This is very similar to my "at least" which is very different than "at most". In requirements we wouldn't bound ourselves like that. We wouldn't say our system should run for at most 8 hours. We'd say it should run for at least 8 hours. However, we won't say what happens after 8 hours because we don't test it (it's not a requirement). We may communicate to the operators that the system should be rebooted after some period of time if there's a known or anticipated issue, or we may include a soft boot to reset things. For many of our systems, their operating time is usually under 12 hours (they go on aircraft that don't fly for days at a time, mostly), so we never test anything past about 48 hours anyways. If there's an issue that arises around 96 hours, we'd never know from our testing and only know about if an operator pushed it to that limit and recorded the circumstances properly.
1 comments

The Patriot system was originally designed to operate in Europe against Soviet medium- to high-altitude aircraft and cruise missiles traveling at speeds up to about MACH 2 (1500 mph).
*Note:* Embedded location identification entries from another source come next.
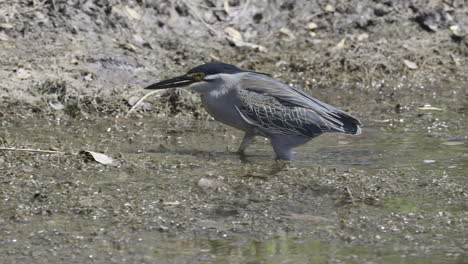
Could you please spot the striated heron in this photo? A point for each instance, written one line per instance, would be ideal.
(262, 106)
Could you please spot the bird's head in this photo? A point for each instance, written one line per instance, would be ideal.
(203, 74)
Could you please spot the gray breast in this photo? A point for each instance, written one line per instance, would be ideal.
(223, 109)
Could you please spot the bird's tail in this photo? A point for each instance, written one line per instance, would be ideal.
(350, 124)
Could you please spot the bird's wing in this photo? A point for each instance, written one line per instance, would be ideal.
(268, 114)
(307, 111)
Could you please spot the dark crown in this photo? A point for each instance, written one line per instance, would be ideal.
(215, 68)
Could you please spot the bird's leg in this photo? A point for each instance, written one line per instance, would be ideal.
(283, 154)
(245, 143)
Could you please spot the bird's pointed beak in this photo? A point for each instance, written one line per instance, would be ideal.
(178, 81)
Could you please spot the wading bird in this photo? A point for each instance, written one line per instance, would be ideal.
(262, 106)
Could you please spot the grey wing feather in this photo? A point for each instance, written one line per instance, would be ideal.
(268, 97)
(267, 113)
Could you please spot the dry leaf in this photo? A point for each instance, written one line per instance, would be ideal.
(453, 143)
(287, 34)
(57, 106)
(340, 45)
(6, 25)
(430, 108)
(362, 37)
(99, 157)
(411, 65)
(128, 46)
(312, 26)
(329, 8)
(3, 37)
(233, 33)
(132, 13)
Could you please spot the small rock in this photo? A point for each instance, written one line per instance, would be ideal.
(208, 183)
(287, 34)
(312, 26)
(6, 25)
(57, 106)
(329, 8)
(23, 74)
(233, 33)
(362, 37)
(457, 31)
(411, 65)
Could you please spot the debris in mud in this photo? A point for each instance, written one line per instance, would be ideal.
(411, 65)
(98, 157)
(287, 34)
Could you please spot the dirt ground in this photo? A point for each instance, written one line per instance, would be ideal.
(70, 71)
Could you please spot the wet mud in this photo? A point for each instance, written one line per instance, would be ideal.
(174, 190)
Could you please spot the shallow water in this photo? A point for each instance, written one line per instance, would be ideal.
(151, 153)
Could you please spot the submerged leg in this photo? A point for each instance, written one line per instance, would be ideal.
(283, 144)
(245, 143)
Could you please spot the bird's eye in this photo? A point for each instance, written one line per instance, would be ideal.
(198, 76)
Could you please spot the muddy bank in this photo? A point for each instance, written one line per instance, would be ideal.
(177, 192)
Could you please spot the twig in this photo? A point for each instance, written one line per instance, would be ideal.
(140, 101)
(350, 195)
(33, 150)
(144, 97)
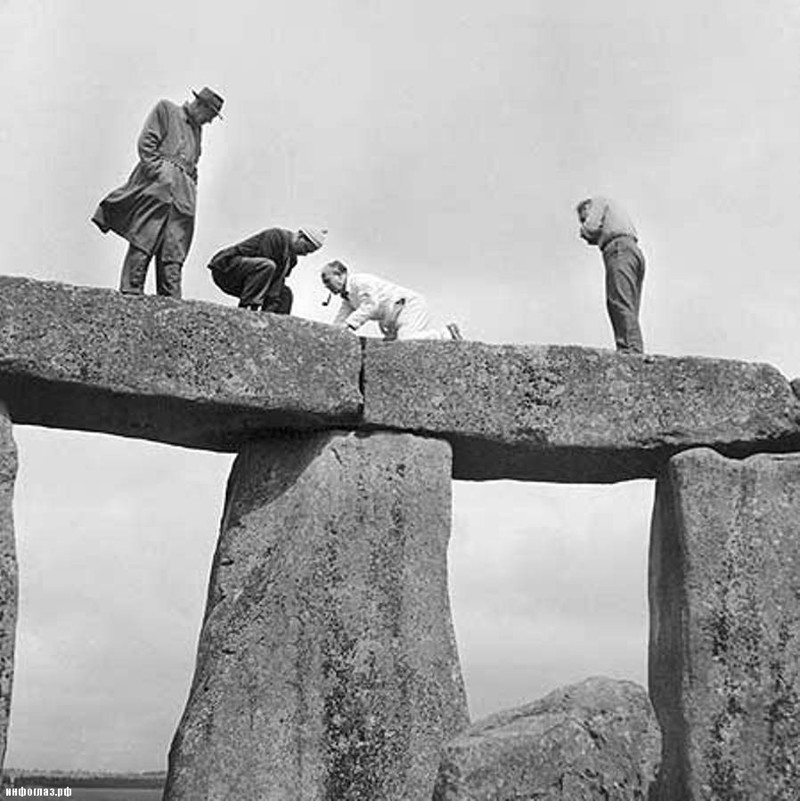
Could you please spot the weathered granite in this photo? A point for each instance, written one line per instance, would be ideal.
(562, 413)
(8, 574)
(725, 626)
(593, 741)
(327, 667)
(181, 372)
(208, 376)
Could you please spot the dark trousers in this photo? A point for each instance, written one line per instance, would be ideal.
(169, 250)
(624, 278)
(256, 281)
(134, 273)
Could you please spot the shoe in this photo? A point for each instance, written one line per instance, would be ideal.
(454, 332)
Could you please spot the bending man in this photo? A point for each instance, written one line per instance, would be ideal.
(154, 211)
(605, 224)
(399, 312)
(255, 269)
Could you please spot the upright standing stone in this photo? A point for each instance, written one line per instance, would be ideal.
(327, 668)
(8, 574)
(725, 627)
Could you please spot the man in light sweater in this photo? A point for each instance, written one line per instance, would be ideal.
(605, 224)
(399, 312)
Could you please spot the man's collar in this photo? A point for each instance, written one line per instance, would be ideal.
(187, 110)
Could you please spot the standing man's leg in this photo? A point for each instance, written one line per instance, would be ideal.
(134, 271)
(168, 277)
(171, 251)
(624, 278)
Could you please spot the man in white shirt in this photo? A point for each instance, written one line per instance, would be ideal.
(399, 312)
(605, 224)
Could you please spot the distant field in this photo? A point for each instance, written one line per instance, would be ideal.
(115, 794)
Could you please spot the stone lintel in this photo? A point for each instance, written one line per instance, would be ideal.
(724, 661)
(207, 376)
(573, 414)
(181, 372)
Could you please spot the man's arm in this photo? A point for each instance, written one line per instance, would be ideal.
(345, 310)
(364, 299)
(151, 137)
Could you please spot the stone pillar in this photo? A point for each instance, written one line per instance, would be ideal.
(8, 574)
(327, 666)
(725, 626)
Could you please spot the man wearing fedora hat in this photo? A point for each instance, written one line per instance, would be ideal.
(255, 269)
(154, 211)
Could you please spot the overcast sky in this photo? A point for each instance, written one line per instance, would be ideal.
(444, 144)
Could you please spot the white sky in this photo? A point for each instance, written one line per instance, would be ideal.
(445, 145)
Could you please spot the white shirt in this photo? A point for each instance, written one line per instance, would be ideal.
(370, 298)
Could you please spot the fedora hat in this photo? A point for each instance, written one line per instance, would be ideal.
(210, 99)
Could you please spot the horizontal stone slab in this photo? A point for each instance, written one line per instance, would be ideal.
(208, 376)
(181, 372)
(571, 414)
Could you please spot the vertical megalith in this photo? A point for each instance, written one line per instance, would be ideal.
(725, 626)
(8, 574)
(327, 667)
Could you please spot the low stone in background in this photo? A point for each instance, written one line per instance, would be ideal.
(593, 741)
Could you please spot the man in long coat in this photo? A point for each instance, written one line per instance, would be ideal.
(155, 210)
(605, 224)
(255, 269)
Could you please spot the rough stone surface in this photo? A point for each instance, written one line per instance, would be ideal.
(8, 574)
(725, 627)
(327, 667)
(561, 413)
(181, 372)
(593, 741)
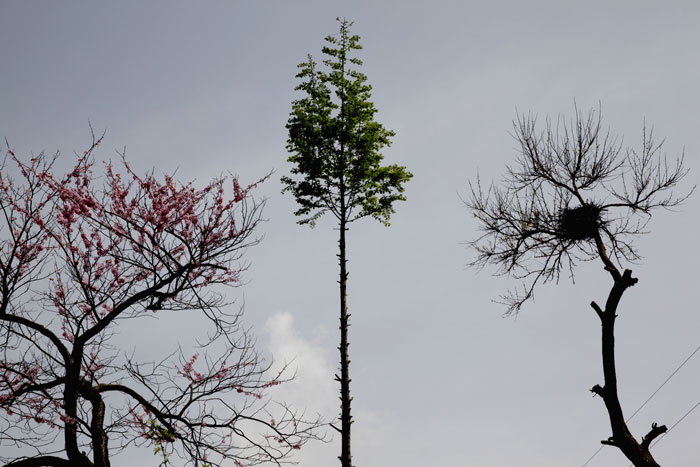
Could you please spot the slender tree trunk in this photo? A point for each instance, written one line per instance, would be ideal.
(638, 453)
(345, 399)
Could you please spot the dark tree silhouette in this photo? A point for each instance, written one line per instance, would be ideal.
(335, 144)
(575, 194)
(77, 259)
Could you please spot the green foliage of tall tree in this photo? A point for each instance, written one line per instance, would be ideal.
(335, 144)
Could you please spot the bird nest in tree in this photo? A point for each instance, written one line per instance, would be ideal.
(580, 223)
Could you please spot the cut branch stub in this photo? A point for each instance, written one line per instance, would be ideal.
(580, 223)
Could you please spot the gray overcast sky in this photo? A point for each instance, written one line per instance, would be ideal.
(439, 377)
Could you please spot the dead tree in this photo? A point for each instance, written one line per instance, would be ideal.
(576, 194)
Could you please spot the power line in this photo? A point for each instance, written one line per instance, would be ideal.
(647, 401)
(673, 426)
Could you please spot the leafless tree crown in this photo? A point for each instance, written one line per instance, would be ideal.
(574, 193)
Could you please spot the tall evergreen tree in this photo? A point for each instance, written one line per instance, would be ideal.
(335, 144)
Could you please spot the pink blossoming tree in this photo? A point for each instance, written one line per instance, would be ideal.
(77, 258)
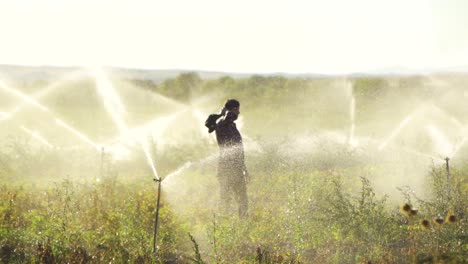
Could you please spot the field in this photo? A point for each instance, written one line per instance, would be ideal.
(343, 170)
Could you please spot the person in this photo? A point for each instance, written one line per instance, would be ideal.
(232, 172)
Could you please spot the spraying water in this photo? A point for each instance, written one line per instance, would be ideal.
(397, 130)
(78, 134)
(442, 142)
(43, 93)
(188, 165)
(36, 136)
(27, 99)
(461, 143)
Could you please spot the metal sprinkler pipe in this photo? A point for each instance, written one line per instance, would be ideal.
(156, 220)
(447, 174)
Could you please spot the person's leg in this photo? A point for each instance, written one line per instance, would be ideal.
(240, 193)
(224, 192)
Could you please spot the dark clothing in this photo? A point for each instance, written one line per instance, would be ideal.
(231, 165)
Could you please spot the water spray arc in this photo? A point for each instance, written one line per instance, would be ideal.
(43, 93)
(38, 137)
(116, 110)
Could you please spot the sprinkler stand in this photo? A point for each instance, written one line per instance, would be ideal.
(156, 220)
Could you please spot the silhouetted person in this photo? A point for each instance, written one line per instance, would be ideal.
(232, 172)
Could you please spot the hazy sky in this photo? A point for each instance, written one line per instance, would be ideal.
(328, 36)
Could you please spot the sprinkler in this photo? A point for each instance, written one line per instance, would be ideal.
(447, 174)
(156, 218)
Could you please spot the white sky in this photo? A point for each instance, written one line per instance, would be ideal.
(328, 36)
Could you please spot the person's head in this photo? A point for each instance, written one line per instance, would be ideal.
(232, 105)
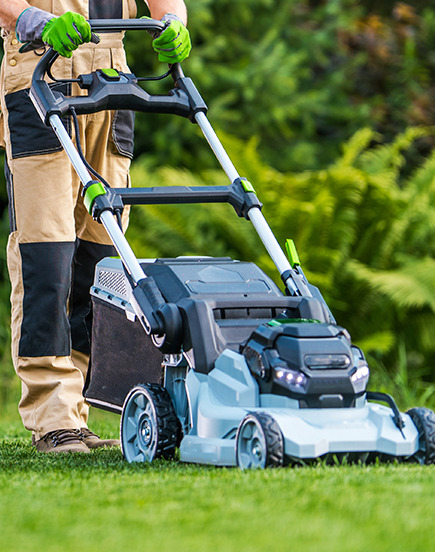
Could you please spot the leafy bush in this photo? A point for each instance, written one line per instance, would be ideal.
(364, 227)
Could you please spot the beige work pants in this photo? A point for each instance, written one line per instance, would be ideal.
(54, 243)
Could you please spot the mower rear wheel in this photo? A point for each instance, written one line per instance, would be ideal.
(259, 442)
(424, 420)
(149, 425)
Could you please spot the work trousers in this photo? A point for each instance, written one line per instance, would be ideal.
(54, 243)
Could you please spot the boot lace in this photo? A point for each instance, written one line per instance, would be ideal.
(63, 436)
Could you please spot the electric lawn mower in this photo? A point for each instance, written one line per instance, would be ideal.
(207, 354)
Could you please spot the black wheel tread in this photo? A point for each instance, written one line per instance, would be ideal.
(424, 420)
(167, 421)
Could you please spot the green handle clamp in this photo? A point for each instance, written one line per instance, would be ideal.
(91, 192)
(292, 253)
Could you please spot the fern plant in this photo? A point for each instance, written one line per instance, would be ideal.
(364, 228)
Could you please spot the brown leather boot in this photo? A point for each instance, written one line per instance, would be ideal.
(92, 440)
(61, 440)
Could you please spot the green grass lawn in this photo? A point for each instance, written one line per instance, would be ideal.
(99, 502)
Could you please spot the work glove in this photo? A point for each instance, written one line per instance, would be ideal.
(173, 44)
(65, 33)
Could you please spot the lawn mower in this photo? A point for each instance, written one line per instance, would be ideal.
(207, 356)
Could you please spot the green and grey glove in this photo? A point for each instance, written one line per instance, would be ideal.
(173, 44)
(64, 33)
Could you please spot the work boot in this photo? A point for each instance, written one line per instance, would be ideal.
(61, 440)
(92, 440)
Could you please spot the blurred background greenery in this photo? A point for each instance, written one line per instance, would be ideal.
(327, 107)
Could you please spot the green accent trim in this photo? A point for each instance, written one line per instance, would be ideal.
(110, 72)
(292, 253)
(91, 192)
(248, 187)
(282, 321)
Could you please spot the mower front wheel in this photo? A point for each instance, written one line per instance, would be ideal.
(424, 420)
(149, 425)
(259, 442)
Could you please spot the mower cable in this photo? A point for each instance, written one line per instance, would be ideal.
(80, 151)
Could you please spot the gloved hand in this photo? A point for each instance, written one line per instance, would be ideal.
(173, 44)
(65, 33)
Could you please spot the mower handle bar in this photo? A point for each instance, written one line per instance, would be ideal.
(108, 26)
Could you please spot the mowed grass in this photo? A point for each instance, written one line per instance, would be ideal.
(99, 502)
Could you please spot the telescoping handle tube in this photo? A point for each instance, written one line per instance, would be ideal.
(122, 246)
(255, 215)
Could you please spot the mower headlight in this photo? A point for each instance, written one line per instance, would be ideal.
(362, 373)
(290, 378)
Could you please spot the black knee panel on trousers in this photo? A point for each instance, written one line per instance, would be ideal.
(87, 255)
(46, 270)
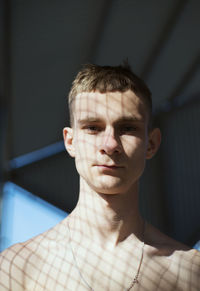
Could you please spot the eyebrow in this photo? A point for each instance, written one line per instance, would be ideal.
(89, 119)
(121, 120)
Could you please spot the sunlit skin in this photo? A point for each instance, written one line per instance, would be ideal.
(99, 245)
(110, 142)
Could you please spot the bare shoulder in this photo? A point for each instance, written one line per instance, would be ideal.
(180, 263)
(24, 260)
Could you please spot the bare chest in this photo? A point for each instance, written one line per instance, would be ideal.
(90, 268)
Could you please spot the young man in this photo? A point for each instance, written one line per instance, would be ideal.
(105, 244)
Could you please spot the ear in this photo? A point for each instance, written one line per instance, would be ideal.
(68, 141)
(153, 143)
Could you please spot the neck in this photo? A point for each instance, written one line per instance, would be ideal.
(108, 219)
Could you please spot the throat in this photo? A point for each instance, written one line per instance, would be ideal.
(105, 225)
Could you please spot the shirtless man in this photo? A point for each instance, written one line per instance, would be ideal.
(105, 244)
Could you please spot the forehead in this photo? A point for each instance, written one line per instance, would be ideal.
(112, 105)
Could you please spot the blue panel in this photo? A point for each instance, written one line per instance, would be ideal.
(25, 215)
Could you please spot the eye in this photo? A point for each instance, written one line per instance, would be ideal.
(128, 129)
(92, 129)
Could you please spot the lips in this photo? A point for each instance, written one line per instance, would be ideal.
(109, 166)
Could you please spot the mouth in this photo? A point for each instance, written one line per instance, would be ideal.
(109, 167)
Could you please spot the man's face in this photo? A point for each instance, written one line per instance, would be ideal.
(110, 140)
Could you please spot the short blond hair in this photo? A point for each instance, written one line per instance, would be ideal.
(109, 79)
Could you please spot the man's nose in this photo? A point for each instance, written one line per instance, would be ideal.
(110, 143)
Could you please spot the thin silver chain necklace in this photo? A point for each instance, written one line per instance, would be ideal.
(135, 280)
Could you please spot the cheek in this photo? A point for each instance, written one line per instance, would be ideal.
(134, 147)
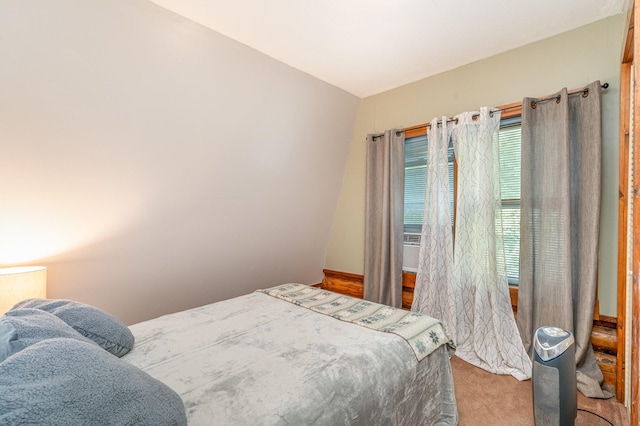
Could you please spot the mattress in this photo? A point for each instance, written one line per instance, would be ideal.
(261, 360)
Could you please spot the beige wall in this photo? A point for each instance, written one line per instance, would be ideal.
(154, 165)
(568, 60)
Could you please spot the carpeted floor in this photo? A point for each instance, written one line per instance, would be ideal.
(490, 399)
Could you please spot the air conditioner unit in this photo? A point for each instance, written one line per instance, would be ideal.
(553, 378)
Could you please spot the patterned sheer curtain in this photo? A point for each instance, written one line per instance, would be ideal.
(384, 218)
(434, 292)
(560, 214)
(487, 335)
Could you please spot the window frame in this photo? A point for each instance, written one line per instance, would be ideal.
(511, 111)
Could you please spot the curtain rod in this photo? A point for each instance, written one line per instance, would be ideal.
(584, 91)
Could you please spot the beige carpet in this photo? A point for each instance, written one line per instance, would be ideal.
(490, 399)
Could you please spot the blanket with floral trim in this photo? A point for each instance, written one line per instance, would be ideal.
(423, 333)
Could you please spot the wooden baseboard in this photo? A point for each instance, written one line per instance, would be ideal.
(603, 336)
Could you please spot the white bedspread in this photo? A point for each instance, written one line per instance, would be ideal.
(258, 360)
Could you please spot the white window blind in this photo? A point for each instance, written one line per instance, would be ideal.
(415, 186)
(509, 140)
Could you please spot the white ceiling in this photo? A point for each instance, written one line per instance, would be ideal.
(369, 46)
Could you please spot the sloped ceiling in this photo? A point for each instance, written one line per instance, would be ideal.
(366, 47)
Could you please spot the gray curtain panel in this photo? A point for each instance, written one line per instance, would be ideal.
(384, 218)
(560, 201)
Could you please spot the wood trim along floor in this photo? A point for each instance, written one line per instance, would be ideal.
(603, 337)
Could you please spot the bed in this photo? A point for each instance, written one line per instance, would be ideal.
(289, 355)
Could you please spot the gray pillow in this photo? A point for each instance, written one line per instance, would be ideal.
(103, 328)
(21, 328)
(68, 382)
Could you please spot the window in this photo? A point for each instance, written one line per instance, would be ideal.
(415, 187)
(509, 140)
(415, 180)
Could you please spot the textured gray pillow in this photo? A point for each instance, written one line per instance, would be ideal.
(68, 382)
(21, 328)
(93, 323)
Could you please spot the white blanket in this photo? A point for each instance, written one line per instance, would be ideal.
(258, 360)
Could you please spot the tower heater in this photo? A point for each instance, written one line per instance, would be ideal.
(554, 378)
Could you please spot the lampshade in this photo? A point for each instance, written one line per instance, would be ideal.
(20, 283)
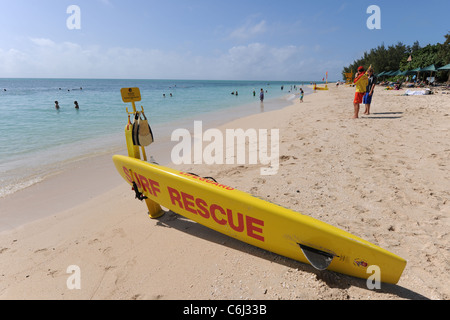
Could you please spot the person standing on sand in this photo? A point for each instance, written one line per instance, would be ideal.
(367, 100)
(361, 82)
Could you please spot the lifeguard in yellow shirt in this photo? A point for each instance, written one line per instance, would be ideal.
(361, 82)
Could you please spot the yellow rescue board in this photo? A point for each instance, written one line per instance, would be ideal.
(259, 223)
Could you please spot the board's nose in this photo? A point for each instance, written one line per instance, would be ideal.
(320, 260)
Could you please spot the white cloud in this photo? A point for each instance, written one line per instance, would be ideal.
(255, 61)
(249, 30)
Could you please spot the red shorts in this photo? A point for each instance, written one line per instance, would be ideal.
(359, 97)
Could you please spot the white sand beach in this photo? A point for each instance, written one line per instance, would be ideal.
(384, 177)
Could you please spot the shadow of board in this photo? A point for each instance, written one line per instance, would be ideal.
(384, 115)
(332, 279)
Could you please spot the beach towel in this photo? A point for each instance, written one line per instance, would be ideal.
(142, 133)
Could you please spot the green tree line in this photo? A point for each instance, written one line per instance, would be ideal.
(395, 57)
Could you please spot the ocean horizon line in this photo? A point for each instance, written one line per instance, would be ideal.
(154, 79)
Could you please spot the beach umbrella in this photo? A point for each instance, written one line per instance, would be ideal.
(444, 68)
(404, 73)
(431, 69)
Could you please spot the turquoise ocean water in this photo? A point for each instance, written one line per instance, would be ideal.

To avoid detection it was designed to be mobile and operate for only a few hours at one location.

http://archive.gao.gov/t2pbat6/145960.pdf

Page 2

I never did embedded programming or government programming, so what your saying make sense from a spec perspective.

Right, but it didn't say that it was a cap on how long it should work correctly, rather it's a lower bound and also sets the maximum they tested it to. This is a design feature, but not a requirements feature, then, that it required a reboot after less than 8 hours of operations.